Spare Tires ~ Understanding Your Type
In our last article we went step by step on how to change your spare tires. But did you know that there is more than one type of spare tire? Today, First Gear goes over the different types of spares and what each one is capable of.
These tires are smaller than your vehicles regular tires. When this is your spare tire you cannot drive faster than 80km per hour. You shouldn’t drive for longer than 100 kilometers and you should keep in mind that the spare will have less traction than your regular tires.
Full Size Spare
Many new trucks and SUV’s are equipped with a full-size spare. if the spare is in good condition and is the same as the other tires on your vehicle, you are safe to drive on it for as long as you like.
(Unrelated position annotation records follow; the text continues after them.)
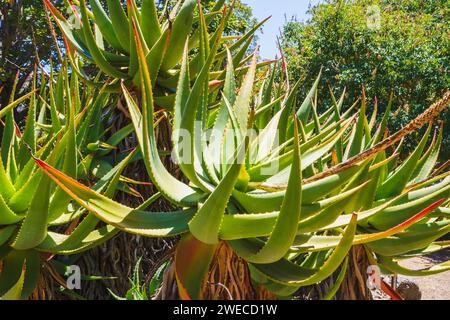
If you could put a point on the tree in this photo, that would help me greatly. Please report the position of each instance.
(24, 36)
(398, 46)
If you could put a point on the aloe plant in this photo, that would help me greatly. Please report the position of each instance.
(293, 197)
(105, 37)
(37, 218)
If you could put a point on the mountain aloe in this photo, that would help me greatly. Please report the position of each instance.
(290, 190)
(104, 36)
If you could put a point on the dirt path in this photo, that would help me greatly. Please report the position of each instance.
(435, 287)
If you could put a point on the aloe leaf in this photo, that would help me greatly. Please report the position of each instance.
(206, 223)
(5, 233)
(181, 28)
(192, 260)
(279, 272)
(119, 23)
(337, 283)
(97, 55)
(15, 292)
(157, 224)
(396, 268)
(397, 181)
(104, 24)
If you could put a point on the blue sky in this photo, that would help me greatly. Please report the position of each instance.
(279, 9)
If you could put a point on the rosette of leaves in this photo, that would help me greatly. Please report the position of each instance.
(37, 218)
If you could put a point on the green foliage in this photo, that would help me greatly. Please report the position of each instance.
(37, 216)
(24, 36)
(408, 55)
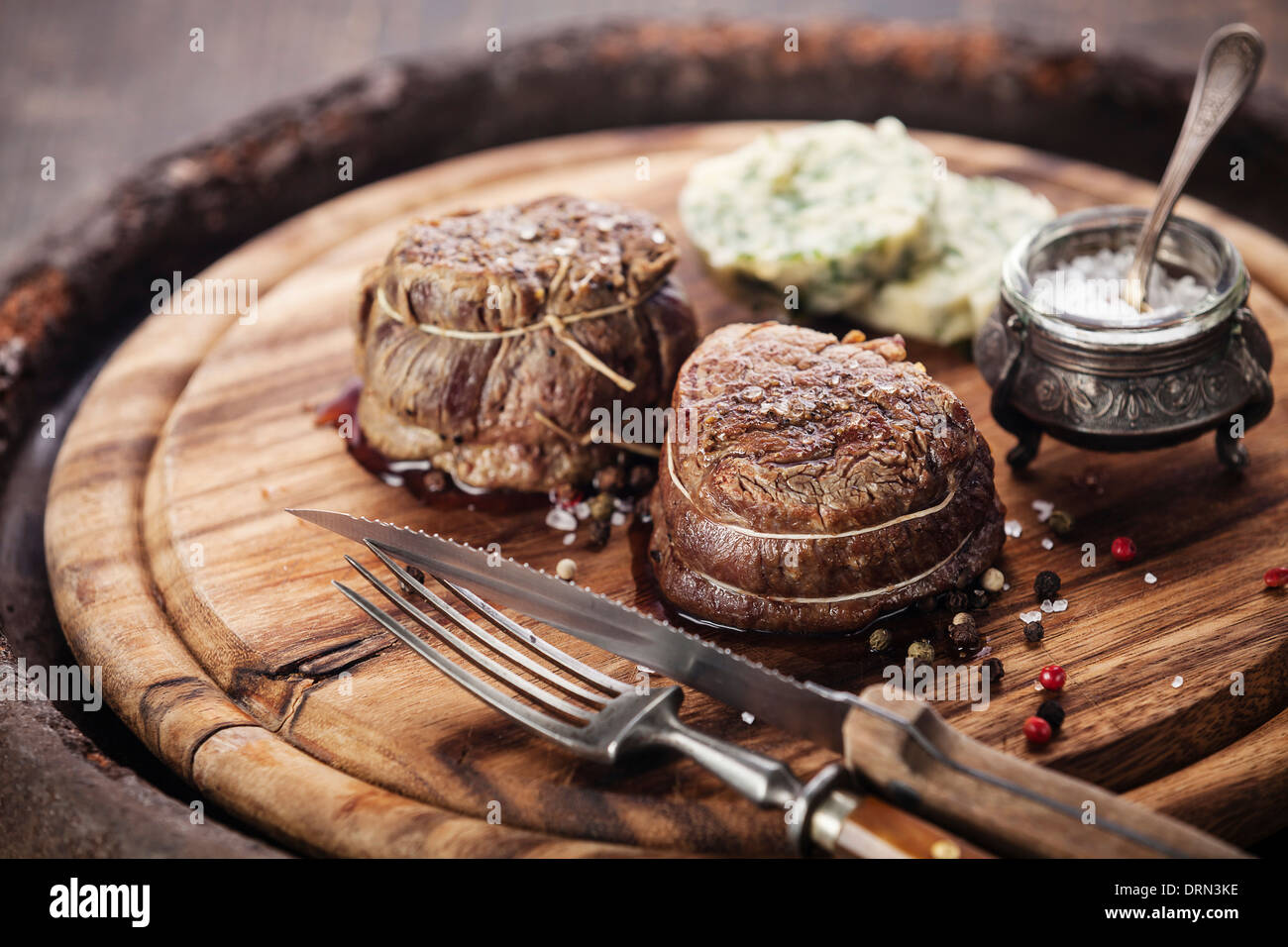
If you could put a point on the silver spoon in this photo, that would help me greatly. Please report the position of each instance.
(1227, 73)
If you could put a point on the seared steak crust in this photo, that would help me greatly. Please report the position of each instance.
(815, 484)
(463, 365)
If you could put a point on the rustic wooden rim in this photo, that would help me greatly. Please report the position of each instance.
(183, 209)
(181, 714)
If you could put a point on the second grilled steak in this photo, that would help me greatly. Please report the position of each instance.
(814, 484)
(487, 339)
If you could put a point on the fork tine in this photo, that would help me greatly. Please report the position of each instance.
(540, 644)
(488, 639)
(482, 661)
(535, 720)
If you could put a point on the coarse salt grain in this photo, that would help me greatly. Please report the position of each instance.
(1095, 285)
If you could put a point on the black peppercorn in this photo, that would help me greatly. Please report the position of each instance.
(964, 633)
(415, 574)
(1054, 714)
(608, 479)
(1046, 585)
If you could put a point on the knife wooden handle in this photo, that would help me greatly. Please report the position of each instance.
(1018, 808)
(863, 826)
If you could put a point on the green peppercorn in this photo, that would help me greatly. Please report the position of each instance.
(921, 652)
(601, 506)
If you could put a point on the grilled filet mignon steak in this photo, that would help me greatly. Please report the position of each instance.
(487, 339)
(812, 484)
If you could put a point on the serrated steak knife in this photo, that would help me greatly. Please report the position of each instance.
(902, 748)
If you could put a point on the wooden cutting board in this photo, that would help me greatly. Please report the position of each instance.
(226, 648)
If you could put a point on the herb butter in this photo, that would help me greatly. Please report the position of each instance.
(832, 209)
(948, 298)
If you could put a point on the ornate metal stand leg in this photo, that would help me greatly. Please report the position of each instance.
(1231, 450)
(1022, 453)
(1252, 354)
(1028, 433)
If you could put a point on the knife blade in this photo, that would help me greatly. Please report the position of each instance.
(805, 709)
(903, 748)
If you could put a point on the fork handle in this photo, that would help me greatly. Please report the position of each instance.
(763, 780)
(864, 826)
(913, 757)
(841, 823)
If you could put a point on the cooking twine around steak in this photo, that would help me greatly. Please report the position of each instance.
(557, 324)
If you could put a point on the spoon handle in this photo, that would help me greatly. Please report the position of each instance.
(1227, 73)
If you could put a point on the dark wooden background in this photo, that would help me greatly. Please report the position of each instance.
(102, 85)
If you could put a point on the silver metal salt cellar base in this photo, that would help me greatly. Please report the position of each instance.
(1113, 384)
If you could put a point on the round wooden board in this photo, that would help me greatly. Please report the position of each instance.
(227, 650)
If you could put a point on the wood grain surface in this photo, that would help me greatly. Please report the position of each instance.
(226, 648)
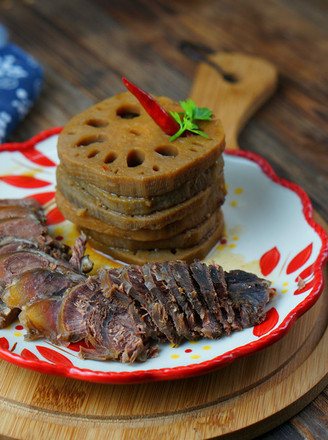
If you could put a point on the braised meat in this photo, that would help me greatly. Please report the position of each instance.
(121, 313)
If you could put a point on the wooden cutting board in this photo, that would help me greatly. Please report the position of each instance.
(241, 401)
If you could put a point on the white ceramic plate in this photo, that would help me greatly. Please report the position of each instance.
(269, 231)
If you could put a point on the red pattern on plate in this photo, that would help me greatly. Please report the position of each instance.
(43, 198)
(269, 261)
(53, 356)
(4, 343)
(77, 345)
(54, 217)
(27, 354)
(300, 259)
(24, 181)
(271, 319)
(306, 273)
(38, 158)
(307, 286)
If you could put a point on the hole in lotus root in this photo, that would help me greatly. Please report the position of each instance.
(128, 112)
(88, 140)
(110, 157)
(135, 158)
(96, 123)
(92, 153)
(135, 132)
(167, 150)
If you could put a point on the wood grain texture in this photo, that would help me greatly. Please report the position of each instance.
(86, 46)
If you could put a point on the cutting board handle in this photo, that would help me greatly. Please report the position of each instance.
(234, 102)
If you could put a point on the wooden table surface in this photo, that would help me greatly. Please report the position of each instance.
(86, 47)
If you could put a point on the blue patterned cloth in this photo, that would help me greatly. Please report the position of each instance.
(21, 78)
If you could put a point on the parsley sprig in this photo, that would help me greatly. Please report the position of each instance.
(191, 114)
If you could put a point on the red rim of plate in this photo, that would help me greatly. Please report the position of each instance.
(215, 363)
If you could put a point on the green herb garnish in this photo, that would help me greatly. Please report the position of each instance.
(191, 114)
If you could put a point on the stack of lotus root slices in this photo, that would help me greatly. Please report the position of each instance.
(137, 196)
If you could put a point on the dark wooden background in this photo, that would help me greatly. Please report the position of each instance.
(86, 47)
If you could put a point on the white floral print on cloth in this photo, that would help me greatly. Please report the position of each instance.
(21, 78)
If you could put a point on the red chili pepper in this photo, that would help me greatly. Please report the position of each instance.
(162, 118)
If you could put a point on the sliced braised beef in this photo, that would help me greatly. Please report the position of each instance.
(79, 260)
(16, 263)
(13, 244)
(210, 327)
(167, 297)
(163, 273)
(7, 314)
(39, 317)
(249, 295)
(110, 327)
(226, 311)
(31, 205)
(37, 283)
(112, 287)
(122, 312)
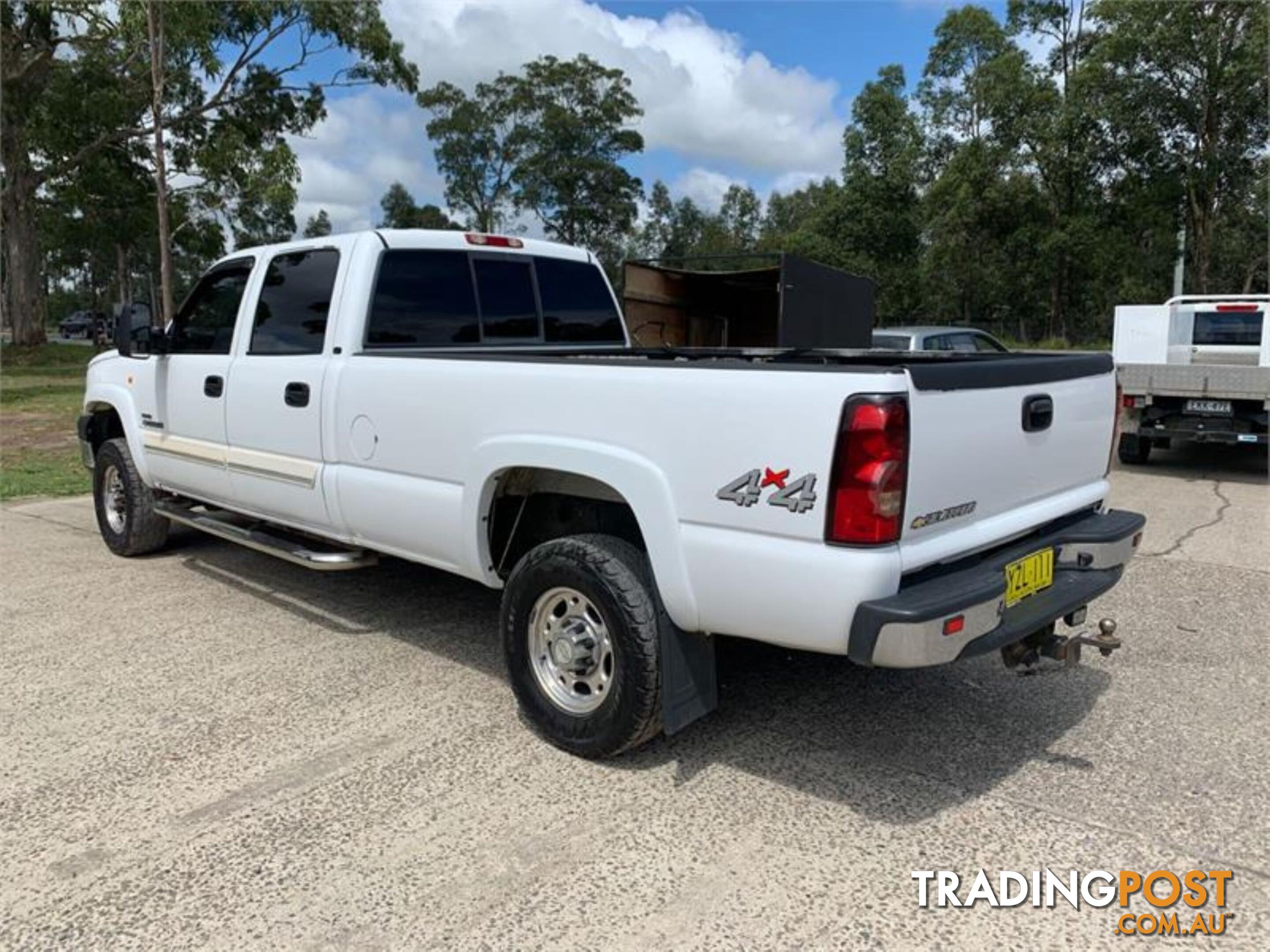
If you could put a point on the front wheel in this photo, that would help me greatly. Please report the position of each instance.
(582, 640)
(125, 506)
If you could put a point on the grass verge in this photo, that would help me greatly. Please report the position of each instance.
(41, 394)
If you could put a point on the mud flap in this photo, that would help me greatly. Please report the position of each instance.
(689, 687)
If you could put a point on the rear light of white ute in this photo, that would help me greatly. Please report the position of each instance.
(870, 471)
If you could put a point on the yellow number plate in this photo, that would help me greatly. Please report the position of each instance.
(1029, 576)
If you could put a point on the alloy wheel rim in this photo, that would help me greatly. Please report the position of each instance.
(571, 651)
(115, 501)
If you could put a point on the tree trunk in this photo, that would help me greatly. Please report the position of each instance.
(23, 291)
(121, 266)
(154, 18)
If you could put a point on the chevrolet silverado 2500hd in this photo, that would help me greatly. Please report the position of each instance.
(473, 403)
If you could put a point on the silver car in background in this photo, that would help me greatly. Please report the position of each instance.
(934, 338)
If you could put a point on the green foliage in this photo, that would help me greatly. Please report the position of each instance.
(402, 212)
(41, 391)
(548, 141)
(1033, 197)
(576, 136)
(78, 131)
(479, 140)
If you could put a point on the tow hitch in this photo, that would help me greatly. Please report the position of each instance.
(1044, 643)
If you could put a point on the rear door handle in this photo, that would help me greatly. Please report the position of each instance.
(1038, 413)
(296, 394)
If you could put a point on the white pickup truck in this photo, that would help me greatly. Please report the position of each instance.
(473, 403)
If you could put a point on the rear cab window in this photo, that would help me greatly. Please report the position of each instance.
(435, 299)
(1229, 328)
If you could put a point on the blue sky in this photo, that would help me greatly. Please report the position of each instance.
(752, 90)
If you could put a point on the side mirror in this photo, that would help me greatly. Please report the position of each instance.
(135, 338)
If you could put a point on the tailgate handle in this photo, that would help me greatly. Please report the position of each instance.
(1038, 413)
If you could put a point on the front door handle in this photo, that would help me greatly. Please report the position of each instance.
(296, 394)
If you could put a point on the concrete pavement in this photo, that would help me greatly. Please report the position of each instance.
(210, 748)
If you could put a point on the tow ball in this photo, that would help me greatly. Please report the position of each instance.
(1062, 648)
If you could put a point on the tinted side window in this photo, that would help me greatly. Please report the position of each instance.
(508, 309)
(295, 302)
(939, 342)
(205, 324)
(891, 342)
(423, 299)
(577, 306)
(959, 342)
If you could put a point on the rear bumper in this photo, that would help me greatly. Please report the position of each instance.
(906, 630)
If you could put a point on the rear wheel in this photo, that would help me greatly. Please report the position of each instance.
(1135, 450)
(125, 506)
(581, 635)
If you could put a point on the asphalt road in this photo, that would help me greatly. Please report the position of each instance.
(213, 748)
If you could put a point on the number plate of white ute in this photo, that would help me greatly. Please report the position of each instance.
(1210, 407)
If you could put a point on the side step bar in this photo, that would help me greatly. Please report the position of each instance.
(263, 540)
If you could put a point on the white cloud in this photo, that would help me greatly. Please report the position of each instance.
(366, 143)
(706, 100)
(704, 96)
(703, 186)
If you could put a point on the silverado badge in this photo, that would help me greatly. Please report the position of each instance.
(953, 512)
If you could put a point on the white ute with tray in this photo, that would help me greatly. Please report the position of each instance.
(1195, 368)
(473, 403)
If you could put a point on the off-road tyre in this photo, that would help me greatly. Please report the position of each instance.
(616, 578)
(143, 530)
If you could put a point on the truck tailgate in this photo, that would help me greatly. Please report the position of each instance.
(985, 464)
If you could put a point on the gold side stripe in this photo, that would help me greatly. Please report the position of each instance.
(250, 462)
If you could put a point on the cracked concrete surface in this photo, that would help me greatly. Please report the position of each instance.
(209, 748)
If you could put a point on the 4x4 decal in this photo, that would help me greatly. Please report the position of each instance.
(797, 495)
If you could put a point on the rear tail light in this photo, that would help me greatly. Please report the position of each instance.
(475, 238)
(870, 471)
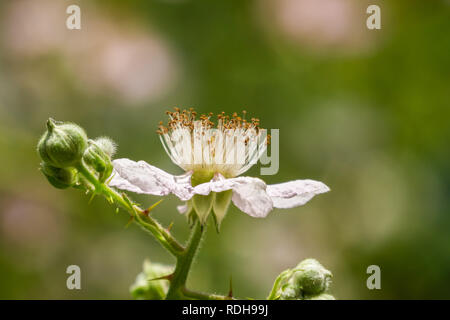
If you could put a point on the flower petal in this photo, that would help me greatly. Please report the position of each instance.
(295, 193)
(249, 194)
(140, 177)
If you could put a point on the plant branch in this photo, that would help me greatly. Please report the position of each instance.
(184, 262)
(141, 217)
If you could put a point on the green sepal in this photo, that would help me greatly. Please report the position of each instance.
(63, 144)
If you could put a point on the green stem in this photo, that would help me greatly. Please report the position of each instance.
(194, 295)
(161, 234)
(184, 262)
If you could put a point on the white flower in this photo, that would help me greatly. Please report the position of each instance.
(211, 181)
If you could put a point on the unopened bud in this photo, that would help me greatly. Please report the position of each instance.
(98, 159)
(60, 178)
(308, 280)
(63, 144)
(312, 277)
(145, 288)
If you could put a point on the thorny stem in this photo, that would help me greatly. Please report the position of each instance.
(184, 262)
(184, 255)
(161, 234)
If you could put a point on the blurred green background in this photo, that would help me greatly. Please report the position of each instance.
(367, 112)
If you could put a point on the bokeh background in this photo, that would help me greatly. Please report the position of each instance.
(367, 112)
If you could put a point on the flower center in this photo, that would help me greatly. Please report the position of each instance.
(229, 146)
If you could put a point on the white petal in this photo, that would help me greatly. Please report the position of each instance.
(295, 193)
(183, 208)
(140, 177)
(249, 194)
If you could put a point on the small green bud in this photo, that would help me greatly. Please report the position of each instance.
(220, 206)
(60, 178)
(321, 296)
(312, 277)
(145, 288)
(98, 159)
(63, 144)
(107, 145)
(308, 280)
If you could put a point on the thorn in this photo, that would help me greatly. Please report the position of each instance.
(129, 222)
(168, 277)
(230, 292)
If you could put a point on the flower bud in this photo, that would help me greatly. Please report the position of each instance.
(98, 158)
(60, 178)
(63, 144)
(308, 280)
(145, 288)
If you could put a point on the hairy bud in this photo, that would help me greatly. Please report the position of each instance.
(145, 287)
(63, 144)
(98, 156)
(60, 178)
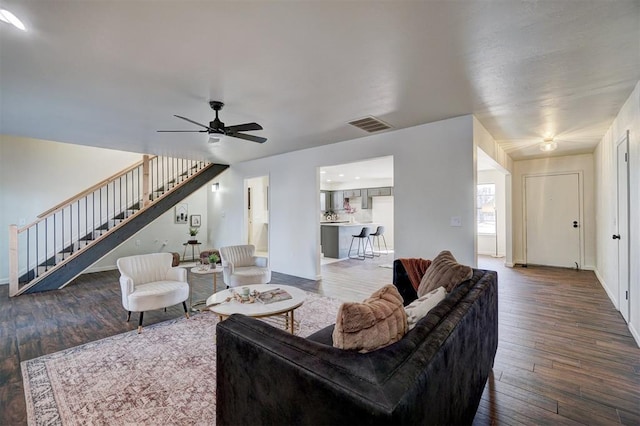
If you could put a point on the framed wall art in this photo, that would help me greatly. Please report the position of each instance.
(181, 213)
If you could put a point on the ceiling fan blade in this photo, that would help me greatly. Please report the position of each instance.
(191, 121)
(182, 131)
(251, 138)
(243, 127)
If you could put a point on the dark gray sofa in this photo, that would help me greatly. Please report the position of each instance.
(434, 375)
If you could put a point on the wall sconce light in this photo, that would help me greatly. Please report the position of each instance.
(548, 145)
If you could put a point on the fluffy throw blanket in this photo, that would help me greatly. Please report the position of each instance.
(377, 322)
(415, 268)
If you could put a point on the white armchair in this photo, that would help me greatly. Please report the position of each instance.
(149, 282)
(240, 266)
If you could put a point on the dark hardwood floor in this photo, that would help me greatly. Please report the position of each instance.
(565, 355)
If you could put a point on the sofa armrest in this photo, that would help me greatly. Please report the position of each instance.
(402, 283)
(261, 261)
(177, 274)
(127, 287)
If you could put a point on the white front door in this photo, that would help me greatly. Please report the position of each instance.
(552, 220)
(622, 225)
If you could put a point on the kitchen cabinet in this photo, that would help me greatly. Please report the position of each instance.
(367, 201)
(379, 192)
(325, 201)
(337, 200)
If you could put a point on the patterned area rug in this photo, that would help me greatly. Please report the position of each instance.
(166, 375)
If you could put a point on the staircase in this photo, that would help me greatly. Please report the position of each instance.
(70, 237)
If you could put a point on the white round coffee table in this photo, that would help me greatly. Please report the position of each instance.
(218, 304)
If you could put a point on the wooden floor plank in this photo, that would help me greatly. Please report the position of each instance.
(565, 355)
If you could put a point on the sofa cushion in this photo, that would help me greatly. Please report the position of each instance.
(377, 322)
(421, 306)
(444, 271)
(415, 268)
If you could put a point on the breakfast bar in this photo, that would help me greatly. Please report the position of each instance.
(335, 237)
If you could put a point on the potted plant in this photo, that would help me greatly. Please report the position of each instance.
(213, 260)
(193, 232)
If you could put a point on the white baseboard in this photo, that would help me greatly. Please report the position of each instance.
(635, 334)
(606, 289)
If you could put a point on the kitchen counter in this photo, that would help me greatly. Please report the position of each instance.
(335, 237)
(361, 224)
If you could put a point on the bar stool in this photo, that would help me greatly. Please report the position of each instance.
(376, 236)
(363, 239)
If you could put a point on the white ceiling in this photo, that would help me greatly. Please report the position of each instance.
(351, 173)
(111, 73)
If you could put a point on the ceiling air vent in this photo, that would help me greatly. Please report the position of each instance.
(370, 124)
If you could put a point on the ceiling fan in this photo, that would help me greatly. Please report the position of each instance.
(217, 127)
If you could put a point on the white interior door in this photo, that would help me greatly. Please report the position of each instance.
(622, 225)
(552, 217)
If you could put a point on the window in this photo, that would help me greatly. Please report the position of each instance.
(486, 205)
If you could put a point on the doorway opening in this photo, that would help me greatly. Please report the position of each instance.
(257, 213)
(492, 216)
(553, 232)
(353, 196)
(622, 235)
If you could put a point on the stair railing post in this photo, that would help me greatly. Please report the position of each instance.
(13, 260)
(146, 190)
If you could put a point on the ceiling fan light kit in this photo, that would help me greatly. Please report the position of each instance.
(217, 130)
(548, 145)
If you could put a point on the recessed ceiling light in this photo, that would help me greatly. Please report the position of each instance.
(10, 18)
(548, 145)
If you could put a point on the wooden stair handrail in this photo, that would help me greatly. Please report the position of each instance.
(93, 188)
(14, 286)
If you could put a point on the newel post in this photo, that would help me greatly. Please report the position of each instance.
(145, 181)
(13, 260)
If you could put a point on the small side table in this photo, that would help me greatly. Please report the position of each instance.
(198, 271)
(194, 245)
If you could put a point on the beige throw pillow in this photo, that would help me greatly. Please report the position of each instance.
(377, 322)
(444, 271)
(420, 307)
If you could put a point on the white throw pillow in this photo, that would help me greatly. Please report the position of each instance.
(420, 307)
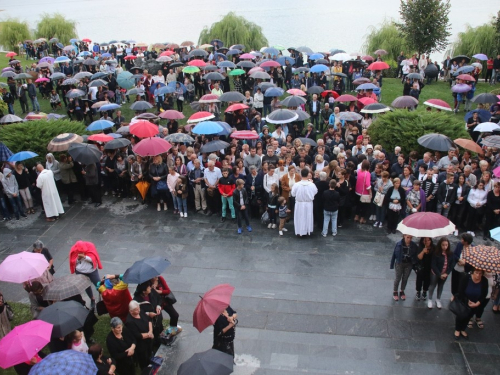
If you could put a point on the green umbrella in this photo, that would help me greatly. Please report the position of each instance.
(236, 72)
(191, 69)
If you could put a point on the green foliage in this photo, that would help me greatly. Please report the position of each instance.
(14, 31)
(425, 26)
(233, 29)
(387, 37)
(36, 135)
(481, 39)
(56, 26)
(403, 128)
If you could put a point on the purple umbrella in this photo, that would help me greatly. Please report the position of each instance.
(461, 88)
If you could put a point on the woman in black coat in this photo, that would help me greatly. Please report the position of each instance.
(395, 203)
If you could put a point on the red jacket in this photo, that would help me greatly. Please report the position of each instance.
(86, 248)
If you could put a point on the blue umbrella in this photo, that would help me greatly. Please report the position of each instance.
(318, 68)
(145, 269)
(23, 155)
(155, 86)
(109, 107)
(274, 91)
(316, 56)
(173, 85)
(282, 60)
(65, 362)
(99, 125)
(207, 127)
If it is a different brand or tread pattern, it’s recommended that you replace it as soon as you can. Driving with tires that don’t match can result in poor traction and handling. While a full-size spare is heavier and requires a larger space for storage, these tires are more durable and can handle a drive similar to a regular tire.
These are newer versions of spare tires. They maintain pressure even after a puncture. The tire remains inflated for about 80 kilometers after being punctured. The tire’s sidewalls are heavily reinforced to support the vehicle when the air pressure is low or even when the tire has lost all its pressure. Run flats are tougher than a space saver or a full-size spare tire. You will have to slow your speed to 80 kilometers per hour. If the puncture is on the side wall or the object hit is large you will still have to change the tire. Run Flats are significantly more expensive than standard tires. If your vehicle has run flats it most likely is not equipped with a spare and will have to be replaced.